Year : 2013 | Volume
: 4 | Issue : 1 | Page : 76--77
Critical appraisal skills programme
Department of Pharmacology, Government Medical College, Amritsar, India
Department of Pharmacology, Government Medical College, Amritsar
|How to cite this article:|
Singh J. Critical appraisal skills programme.J Pharmacol Pharmacother 2013;4:76-77
|How to cite this URL:|
Singh J. Critical appraisal skills programme. J Pharmacol Pharmacother [serial online] 2013 [cited 2021 Mar 3 ];4:76-77
Available from: http://www.jpharmacol.com/text.asp?2013/4/1/76/107697
The exponential growth of the availability of collected scientific information has made the task of finding the necessary evidence difficult and increasingly complicated. A methodological approach coupled with the right tools and skills to match these methods is essential for finding meaningful results. The internet has redefined and simplified search capabilities of individuals by ensuring the availability of various databases of systematic reviews, bibliographic databases, and the vast amount of published and unpublished literature concealed in various niches of the World Wide Web.
Critical appraisal skills are important in order to "sift the grain from the chaff." These skills help in making sense of research methodologies, ensuring reliability, and for drawing the right conclusions in a particular situation. Study designs are subject to a number of variables that introduce bias and it is highly recommended to use an array of standardized checklists to decide the quality of the study.
One of the earliest efforts at developing a formal methodology for critical appraisal was the Critical Appraisal Skills Programme (CASP) developed in Oxford in 1993 by Dr. Amanda Burls. The program has now evolved into an international network with branches in many countries, including India.
The website of the program (www.casp-uk.net) is a virtual platform for all that CASP stands for. The homepage of the website leads on to the CASP approach of Find, Appraise, and Act. Finding the evidence is further explained and focuses on searching various types of sources that include secondary sources, bibliographic resources, and gray literature. Examples of these sources are quoted along with their scope and major limitations.
The section on Appraising the evidence lays stress on finding out the reliability of scientific articles and their unbiasedness. Methods of critical reading that lay stress on validity of studies, importance of results, and their application to the research needs are explained. Various standardized checklists can be downloaded from a link on this page. The page on "Acting on the Evidence" explores as to what extent we can apply the findings of a study to our own situation, practical issues that affect the study, and the applicability in the local context. Patient-centered decision making is also explained and its importance in the context of evidence is explored.

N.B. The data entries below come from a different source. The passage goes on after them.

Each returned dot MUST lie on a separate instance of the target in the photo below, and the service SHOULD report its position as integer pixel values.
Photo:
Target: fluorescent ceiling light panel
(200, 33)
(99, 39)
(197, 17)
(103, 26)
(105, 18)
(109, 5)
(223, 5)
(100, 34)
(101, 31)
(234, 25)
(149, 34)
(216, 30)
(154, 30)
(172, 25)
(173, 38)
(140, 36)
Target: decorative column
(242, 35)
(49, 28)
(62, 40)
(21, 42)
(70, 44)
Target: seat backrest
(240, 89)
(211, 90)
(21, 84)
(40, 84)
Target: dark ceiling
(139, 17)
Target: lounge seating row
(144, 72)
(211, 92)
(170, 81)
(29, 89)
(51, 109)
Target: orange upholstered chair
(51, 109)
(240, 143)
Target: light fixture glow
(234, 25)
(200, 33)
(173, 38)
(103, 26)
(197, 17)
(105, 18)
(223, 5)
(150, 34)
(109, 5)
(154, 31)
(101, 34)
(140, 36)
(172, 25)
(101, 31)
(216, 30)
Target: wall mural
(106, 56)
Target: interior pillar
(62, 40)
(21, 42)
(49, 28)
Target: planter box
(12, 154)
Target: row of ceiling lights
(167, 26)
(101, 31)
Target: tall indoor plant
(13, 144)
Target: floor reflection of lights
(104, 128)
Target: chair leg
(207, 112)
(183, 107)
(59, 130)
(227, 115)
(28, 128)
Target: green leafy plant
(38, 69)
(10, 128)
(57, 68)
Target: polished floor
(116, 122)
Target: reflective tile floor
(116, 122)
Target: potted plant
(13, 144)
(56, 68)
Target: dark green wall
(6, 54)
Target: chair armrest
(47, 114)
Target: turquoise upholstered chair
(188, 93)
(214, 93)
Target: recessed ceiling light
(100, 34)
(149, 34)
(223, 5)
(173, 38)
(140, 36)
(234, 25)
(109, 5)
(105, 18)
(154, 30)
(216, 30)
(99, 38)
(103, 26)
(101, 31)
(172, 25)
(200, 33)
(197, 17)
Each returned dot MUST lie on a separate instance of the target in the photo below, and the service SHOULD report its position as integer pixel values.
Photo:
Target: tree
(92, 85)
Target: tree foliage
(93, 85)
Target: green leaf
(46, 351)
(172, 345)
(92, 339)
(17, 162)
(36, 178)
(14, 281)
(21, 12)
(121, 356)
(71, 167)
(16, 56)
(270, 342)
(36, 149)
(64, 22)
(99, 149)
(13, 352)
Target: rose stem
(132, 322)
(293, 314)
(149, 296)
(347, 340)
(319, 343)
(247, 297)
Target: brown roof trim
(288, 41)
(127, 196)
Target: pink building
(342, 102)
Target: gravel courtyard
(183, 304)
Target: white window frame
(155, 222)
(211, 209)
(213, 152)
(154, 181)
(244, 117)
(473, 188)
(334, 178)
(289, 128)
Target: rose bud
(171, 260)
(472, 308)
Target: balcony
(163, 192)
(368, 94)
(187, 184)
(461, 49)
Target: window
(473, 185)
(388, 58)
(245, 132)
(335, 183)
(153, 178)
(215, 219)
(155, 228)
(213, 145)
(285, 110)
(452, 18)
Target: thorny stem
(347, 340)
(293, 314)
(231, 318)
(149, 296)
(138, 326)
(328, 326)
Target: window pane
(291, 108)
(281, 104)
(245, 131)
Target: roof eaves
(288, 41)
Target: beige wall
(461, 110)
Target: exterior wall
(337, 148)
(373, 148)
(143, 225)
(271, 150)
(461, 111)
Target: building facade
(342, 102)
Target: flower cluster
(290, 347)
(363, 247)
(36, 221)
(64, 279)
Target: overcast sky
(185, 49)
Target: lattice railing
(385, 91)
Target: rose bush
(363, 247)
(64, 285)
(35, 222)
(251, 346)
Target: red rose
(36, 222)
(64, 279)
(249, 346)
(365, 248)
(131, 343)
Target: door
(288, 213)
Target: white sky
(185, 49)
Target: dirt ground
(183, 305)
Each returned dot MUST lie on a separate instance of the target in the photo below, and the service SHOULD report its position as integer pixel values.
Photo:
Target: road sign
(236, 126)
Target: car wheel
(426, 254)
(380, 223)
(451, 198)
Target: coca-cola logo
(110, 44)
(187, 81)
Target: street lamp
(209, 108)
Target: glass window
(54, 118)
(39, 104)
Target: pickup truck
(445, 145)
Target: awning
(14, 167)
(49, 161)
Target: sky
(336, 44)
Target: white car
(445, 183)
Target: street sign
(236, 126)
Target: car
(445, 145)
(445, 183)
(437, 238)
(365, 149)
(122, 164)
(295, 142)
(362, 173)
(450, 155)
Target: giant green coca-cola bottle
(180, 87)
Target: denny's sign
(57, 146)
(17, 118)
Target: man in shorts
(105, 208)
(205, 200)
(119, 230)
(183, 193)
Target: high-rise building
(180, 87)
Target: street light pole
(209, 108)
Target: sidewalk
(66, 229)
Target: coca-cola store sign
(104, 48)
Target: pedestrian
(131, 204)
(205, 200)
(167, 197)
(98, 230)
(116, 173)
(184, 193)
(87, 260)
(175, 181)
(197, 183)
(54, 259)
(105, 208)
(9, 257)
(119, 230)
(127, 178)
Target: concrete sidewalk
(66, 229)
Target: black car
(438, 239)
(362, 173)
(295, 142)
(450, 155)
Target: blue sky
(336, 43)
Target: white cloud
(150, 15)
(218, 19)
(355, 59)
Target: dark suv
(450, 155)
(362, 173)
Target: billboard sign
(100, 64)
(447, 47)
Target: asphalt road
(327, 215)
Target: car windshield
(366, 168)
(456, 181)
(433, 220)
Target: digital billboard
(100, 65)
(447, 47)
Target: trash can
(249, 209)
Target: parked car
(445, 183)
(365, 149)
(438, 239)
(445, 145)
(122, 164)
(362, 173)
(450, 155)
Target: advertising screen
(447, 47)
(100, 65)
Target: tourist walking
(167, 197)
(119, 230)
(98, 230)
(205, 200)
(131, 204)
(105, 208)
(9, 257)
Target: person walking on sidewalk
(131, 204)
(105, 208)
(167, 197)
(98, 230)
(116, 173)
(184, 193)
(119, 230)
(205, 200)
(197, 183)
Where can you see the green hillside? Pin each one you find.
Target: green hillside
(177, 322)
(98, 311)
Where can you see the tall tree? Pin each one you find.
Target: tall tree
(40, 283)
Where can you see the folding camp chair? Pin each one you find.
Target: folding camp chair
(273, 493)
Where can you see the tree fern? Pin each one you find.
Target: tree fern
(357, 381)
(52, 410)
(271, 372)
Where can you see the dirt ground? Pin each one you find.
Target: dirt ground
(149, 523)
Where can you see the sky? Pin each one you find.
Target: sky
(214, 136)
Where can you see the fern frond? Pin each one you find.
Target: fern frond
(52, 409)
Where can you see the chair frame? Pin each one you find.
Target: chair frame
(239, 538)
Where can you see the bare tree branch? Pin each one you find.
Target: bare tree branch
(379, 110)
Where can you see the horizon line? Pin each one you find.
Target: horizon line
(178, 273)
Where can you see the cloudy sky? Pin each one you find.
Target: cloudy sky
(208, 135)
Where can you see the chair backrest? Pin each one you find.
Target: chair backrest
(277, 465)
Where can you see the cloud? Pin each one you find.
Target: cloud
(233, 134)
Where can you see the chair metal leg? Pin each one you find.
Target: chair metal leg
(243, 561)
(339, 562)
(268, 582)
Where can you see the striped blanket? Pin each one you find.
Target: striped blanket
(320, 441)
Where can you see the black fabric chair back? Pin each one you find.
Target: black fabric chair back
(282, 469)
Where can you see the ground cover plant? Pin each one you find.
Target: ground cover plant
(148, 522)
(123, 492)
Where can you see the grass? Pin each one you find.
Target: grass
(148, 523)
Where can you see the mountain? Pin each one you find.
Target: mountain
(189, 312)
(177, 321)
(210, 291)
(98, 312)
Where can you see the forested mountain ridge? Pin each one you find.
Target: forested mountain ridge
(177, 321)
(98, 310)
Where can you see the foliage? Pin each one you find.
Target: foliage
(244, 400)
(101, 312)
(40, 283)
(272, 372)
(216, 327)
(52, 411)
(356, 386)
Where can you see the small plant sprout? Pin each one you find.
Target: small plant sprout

Separate checklists, each comprising 10-12 questions each, are available for the appraisal of Randomized Controlled Trials, Systematic Reviews, Cohort Studies, Case-Control Studies, Qualitative Studies, Economic Evaluations, Diagnostic Studies, and Clinical Prediction Rule. These lists are wide-ranging and lend direction to any researcher who embarks on a study or has questions regarding its outcomes. These checklists which allow a structured approach to finding evidence have the potential to improve the quality of an individual's study plan and could be used to screen out research that is of low quality. Although less comprehensive than the methodology followed by Consort Group (www.consort-statement.org), the CASP guidelines are easier to follow, especially for the novice researcher.
Two checklists that have a definite edge over other similar lists are the Diagnostic Checklist and the Economic Evaluation checklist. The more prevalent STARD (Standards for the Reporting of Diagnostic Accuracy Studies) website (www.stard-statement.org) provides a detailed checklist and an intricate flowchart; however, the 12-question CASP Diagnostic checklist is easier to follow and implement. Similarly the CASP Economic Evaluation checklist is unique and provides a simple and easy-to-implement algorithm for economic evaluation of a research study.
Conducting training for scientists and clinicians working in various spheres is one of the major activities of CASP, especially after it became a not-for-profit international entity. The webpage pertaining to workshops gives details of the methodology adapted for training, the calendar of forthcoming events, and the opinion of different individuals who have attended these proceedings. An exclusive function carried out by the training team is to train the trainers, who in turn spread the message to others by imparting critical appraisal skills.
The CASP propagates a systematic process through which the strengths and weaknesses of a research study can be identified. Adherence to this process enhances the usefulness of a study and its findings. It also helps in assessing study design and the applicability of studies to a local perspective in the most economical manner.
CASP is recommended for new researchers and those who wish to have quick, simple, and easy-to-understand tools for answering common questions regarding a scientific study.